Throughout my career, I have had the opportunity to work with some of Malta’s foremost corporate leaders and entrepreneurs, many of whom emerged and evolved during a crucial juncture of the country’s development.
These were fired by a pioneering spirit underlined by a lot of courage, boundless creativity, a strong belief in the projects they undertook and a fierce determination to succeed.
Today, my business consultancy activity continues to put me in touch with the people behind small and medium enterprises – many of them family businesses – who, to a large extent, make Malta work, literally. They manage to do so despite tremendous odds.

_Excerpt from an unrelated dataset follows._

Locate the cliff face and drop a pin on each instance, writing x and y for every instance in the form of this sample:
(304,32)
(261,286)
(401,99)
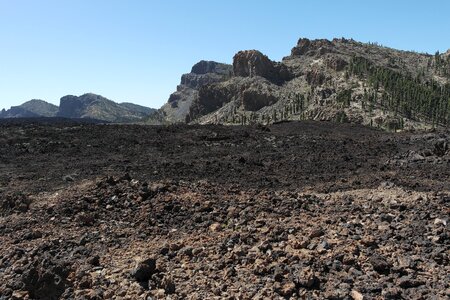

Let there be no doubt for a moment that the success of any economy, including Malta’s, depends on the quality of its entrepreneurs, people who have the ideas and are willing to take the risks necessary to get a project off the ground. Moreover, this is a time when Europe, including Malta, needs more entrepreneurs, more innovation and more high-growth SMEs.
The European Union has also recognised this as a major topic across its markets and studies it has carried out reveal a variety of issues that are affecting the number and quality of its entrepreneurial base, issues with which we, in Malta, can also identify.
We need to stimulate the entrepreneurial mindsets of young people
It is evident that there are cultural factors that discourage too many people from starting a business. Specifically, the need to develop a more entrepreneurial culture, starting with young people and from school education, has never been greater. Entrepreneurship refers to an individual’s ability to turn ideas into action. It includes creativity, sense of initiative, innovation and risk-taking as well as the ability to plan and manage projects in order to achieve objectives. Ultimately, we need to stimulate the entrepreneurial mindsets of young people.
The important role of education in promoting more entrepreneurial attitudes and behaviours is now widely recognised and, consequently education for entrepreneurship is already high on the agenda in many EU member states, with a wide variety of programmes and activities existing across Europe.
It is also widely admitted, however, that there needs to be more systematic application of such initiatives.
It is vital that member states, including Malta, implement their stated commitment to promoting education for entrepreneurship at all levels, from primary school to University and beyond. Although many initiatives have emanated from the European Commission over the past decade, entre-preneurship education is still not a standard part of our children’s education.
This is a pity because research shows that pupils and students who have had access to entrepreneurial education are three to six times more likely to start a business at some point later in life than those who do not.
I reiterate that support for entrepreneurship has never been more important than it is now. Therefore, should I be elected to the European Parliament in May, I will make the reinforcing of entrepreneurial education in schools, vocational education institutions and universities one of my objectives.
From a local perspective, there is no doubt that this will have a positive impact on the entrepreneurial dynamism of our economy.
Indeed, besides contributing to the creation of business start-ups, entrepreneurship education will make our young people more employable and instil a more positive, innovative and dynamic mentality in their work within existing organisations, across the social, public and private sectors.
Investing in entrepreneurial education is one of the highest return investments that Europe, and Malta, can make.
Helga Ellul is a corporate leader with extensive experience in the manufacturing sector.